Kukreti S, Sun J S, Loakes D, Brown D M, Nguyen C H, Bisagni E, Garestier T, Helene C
Laboratoire de Biophysique, Muséum National d'Histoire Naturelle, INSERM U201, CNRS URA481, 43 rue Cuvier, 75231 Paris Cedex 05, France.
Nucleic Acids Res. 1998 May 1;26(9):2179-83. doi: 10.1093/nar/26.9.2179.

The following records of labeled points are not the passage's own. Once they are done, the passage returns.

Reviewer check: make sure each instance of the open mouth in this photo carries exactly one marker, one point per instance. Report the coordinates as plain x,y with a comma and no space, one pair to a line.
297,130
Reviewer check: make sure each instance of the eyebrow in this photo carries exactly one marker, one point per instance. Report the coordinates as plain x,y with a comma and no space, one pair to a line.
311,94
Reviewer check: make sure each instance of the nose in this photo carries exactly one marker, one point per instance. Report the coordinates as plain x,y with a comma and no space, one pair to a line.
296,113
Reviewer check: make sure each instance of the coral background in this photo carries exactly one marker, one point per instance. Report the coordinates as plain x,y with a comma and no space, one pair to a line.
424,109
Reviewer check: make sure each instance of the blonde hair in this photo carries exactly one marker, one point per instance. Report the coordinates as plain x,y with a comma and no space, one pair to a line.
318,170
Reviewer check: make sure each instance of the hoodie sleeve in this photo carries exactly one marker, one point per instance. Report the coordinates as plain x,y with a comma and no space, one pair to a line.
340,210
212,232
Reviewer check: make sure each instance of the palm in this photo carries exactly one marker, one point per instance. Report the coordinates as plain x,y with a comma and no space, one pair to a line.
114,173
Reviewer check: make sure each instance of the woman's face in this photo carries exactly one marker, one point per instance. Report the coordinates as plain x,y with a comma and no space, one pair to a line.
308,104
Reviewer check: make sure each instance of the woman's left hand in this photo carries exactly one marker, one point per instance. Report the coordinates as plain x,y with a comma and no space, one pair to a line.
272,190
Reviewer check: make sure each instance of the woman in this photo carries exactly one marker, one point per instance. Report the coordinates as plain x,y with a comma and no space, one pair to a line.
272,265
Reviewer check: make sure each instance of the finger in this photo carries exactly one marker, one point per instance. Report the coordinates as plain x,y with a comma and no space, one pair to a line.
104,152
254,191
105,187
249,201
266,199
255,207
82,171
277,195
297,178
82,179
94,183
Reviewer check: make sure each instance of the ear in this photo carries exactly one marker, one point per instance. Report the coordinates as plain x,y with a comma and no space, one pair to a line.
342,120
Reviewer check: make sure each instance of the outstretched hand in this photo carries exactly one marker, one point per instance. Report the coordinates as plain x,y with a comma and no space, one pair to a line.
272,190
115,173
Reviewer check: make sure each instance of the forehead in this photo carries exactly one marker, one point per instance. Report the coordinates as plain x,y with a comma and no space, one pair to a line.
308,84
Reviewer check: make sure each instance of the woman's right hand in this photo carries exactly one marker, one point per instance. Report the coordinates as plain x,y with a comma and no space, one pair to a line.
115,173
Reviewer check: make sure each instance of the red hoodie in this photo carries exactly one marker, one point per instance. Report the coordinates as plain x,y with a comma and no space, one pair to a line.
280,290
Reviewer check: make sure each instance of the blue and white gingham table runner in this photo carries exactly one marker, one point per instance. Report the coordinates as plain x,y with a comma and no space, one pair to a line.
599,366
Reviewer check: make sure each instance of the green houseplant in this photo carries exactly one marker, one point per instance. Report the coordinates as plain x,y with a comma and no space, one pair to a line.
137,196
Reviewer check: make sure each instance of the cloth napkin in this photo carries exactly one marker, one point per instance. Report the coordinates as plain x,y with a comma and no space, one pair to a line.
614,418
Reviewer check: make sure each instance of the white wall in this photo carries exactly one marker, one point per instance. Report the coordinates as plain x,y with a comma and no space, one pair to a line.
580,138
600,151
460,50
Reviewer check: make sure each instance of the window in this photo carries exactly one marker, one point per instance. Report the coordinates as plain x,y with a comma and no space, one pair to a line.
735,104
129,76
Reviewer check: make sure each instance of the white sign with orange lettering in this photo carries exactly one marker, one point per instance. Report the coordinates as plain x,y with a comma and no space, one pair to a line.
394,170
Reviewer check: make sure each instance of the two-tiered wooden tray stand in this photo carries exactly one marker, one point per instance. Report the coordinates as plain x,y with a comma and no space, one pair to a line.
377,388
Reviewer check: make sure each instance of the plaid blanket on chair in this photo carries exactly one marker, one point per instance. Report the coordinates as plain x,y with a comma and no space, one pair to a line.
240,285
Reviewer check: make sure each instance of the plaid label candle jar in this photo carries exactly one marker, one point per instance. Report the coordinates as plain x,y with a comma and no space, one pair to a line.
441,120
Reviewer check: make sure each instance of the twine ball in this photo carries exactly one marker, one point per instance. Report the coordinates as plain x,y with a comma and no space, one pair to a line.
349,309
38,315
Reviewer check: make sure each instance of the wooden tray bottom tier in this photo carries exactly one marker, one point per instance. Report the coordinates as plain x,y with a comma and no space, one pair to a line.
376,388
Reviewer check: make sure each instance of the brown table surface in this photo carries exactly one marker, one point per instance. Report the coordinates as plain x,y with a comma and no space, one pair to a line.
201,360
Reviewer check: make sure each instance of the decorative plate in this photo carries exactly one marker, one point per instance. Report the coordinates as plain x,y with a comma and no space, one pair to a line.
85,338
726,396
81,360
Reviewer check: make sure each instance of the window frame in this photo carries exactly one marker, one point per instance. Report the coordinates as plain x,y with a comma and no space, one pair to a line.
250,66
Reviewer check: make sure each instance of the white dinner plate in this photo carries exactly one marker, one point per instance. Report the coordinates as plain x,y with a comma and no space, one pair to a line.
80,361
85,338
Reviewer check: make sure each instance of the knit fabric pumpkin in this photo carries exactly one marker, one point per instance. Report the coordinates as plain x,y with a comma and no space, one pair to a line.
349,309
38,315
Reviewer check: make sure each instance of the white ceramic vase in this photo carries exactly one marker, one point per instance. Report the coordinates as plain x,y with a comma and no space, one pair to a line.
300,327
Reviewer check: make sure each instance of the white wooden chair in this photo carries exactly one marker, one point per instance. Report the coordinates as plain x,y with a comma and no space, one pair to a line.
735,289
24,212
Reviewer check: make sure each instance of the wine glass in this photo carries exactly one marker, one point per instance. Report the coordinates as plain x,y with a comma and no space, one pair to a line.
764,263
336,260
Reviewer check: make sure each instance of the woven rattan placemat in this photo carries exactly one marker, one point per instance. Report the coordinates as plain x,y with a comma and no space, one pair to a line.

Oligonucleotide-directed triple helix formation is mostly restricted to oligopyrimidineoligopurine sequences of double helical DNA. An interruption of one or two pyrimidines in the oligopurine target strand leads to a strong triplex destabilisation. We have investigated the effect of nucleotide analogues introduced in the third strand at the site opposite the base pair inversion(s). We show that a 3-nitropyrrole derivative (M) discriminates GC from CG, AT and TA in the presence of a triplex-specific ligand (a benzo[e]pyridoindole derivative, BePI). N6-methoxy-2,6-diaminopurine (K) binds to an AT base pair better than a TA, GC or C*G base pair. Some discrimination is still observed in the presence of BePI and triplex stability is markedly increased. These findings should help in designing BePI-oligonucleotide conjugates to extend the range of DNA sequences available for triplex formation.
寡核苷酸定向三链螺旋的形成大多局限于双链DNA的寡嘧啶寡嘌呤序列。寡嘌呤靶链中一个或两个嘧啶的中断会导致三链体强烈失稳。我们研究了在与碱基对倒置位点相对的位置引入到第三条链中的核苷酸类似物的作用。我们发现,在存在三链体特异性配体(一种苯并[e]吡啶吲哚衍生物,BePI)的情况下,一种3-硝基吡咯衍生物(M)能够区分GC与CG、AT和TA。N6-甲氧基-2,6-二氨基嘌呤(K)与AT碱基对比与TA、GC或C*G碱基对结合得更好。在存在BePI的情况下仍能观察到一些区分,并且三链体稳定性显著增加。这些发现应有助于设计BePI-寡核苷酸缀合物,以扩大可用于形成三链体的DNA序列范围。